The vast majority would turn away at just opening a spreadsheet. We are failing these people. And if we really want to improve the world we need to make sure these people have the information they need to have important conversations. This is where the digital content team comes in.

How we work

The team is multidisclipinary and is made up of journalists, designers and developers.

Digital Content Team

The journalistic skills are important for transforming information about statistics in to something that accurate to the data yet understandable to average citizen. The design and coding skills are about making something that presents the data in the most readable and useful way using the best bits of digital; the ability to reach a large amount of people, in a way that is quick to produce and can be interactive.

Generating an idea

Since we are the ONS we have access to vast troves of data that the organisation collects. Each department is in charge of statistics that relate to certain aspects of life and society e.g. birth, deaths, marriages, GDP, migration. These departments (or as we refer to as “business areas”) are the expert in their data and are responsible for how their data is represented. Sometimes they will have found something interesting in their research and feel bringing this to the attention of people will benefit them so they look to us to help them. Or they’ll have a big release coming out and you know they’ll be some interesting stories to tell there. Some times we are digging around the data published and we find something interesting to we approach the business area to get their opinion of what we’ve found.

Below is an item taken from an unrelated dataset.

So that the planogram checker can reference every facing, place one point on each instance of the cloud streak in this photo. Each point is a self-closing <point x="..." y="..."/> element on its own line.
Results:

As the ONS is a large organisation, visibility is an issue to getting to know people and having regular meetings are essential. People need to understand what and why you’re trying to do so they can support you and commit enough resources.

Exploring the data

Once you’ve found a good idea, it’s time to really hone in on what the headline is going to be. What’s going to make someone stop and read your article and listen to what you have to say. This takes time, as sometimes an idea is great but when you look into it, there’s more to it. You need to analyse the data. This step uses tools like excel, python or charting tools like plotly, tableau, rawgraphs or datawrapper. It’s often best to get feedback from all sides including editorial and the business area on your idea to hone it’s focus, check it’s viability and ensure it’s rigorous.

Commission

Once your idea is firm, it is written up as a proforma and sent to an internal group Editorial and Comms Group (ECG) made up of deputy directors for each business area. The proforma contains the outline of what you want to say, how you’re going to say it, the risks, external factors, other angles. They look over the idea to ensure it’s aimed at the right level with the right focus and any concerns are addressed.

Development

The article is written and any charts or interactives are developed. Often charts use our templates and if necessary are adjusted to fit the story. Our templates have come out of what have worked in the past and use the most common elements of interactives. The development of interactives and the article happens with regular feedback from the editorial, design and UX as well as the business area. These is the part where the disclipine of data visualisation becomes important as choosing the right chart to tell the story is paramount. I would suggest the FT’s visual vocabulary as a starting point. Not forgotten is the digital standards we are working towards including working on all devices and accessibility.

Publish

Once it’s all finished the article is published. Often we are looking for organisations to syndicate the content so elements are made to be embedded into other people’s system. We track how the content goes down with partners, through different distribution channels.

Why it works for us

So now you know how the team works we can talk about why the templates work for us. But I’ll leave that to another post.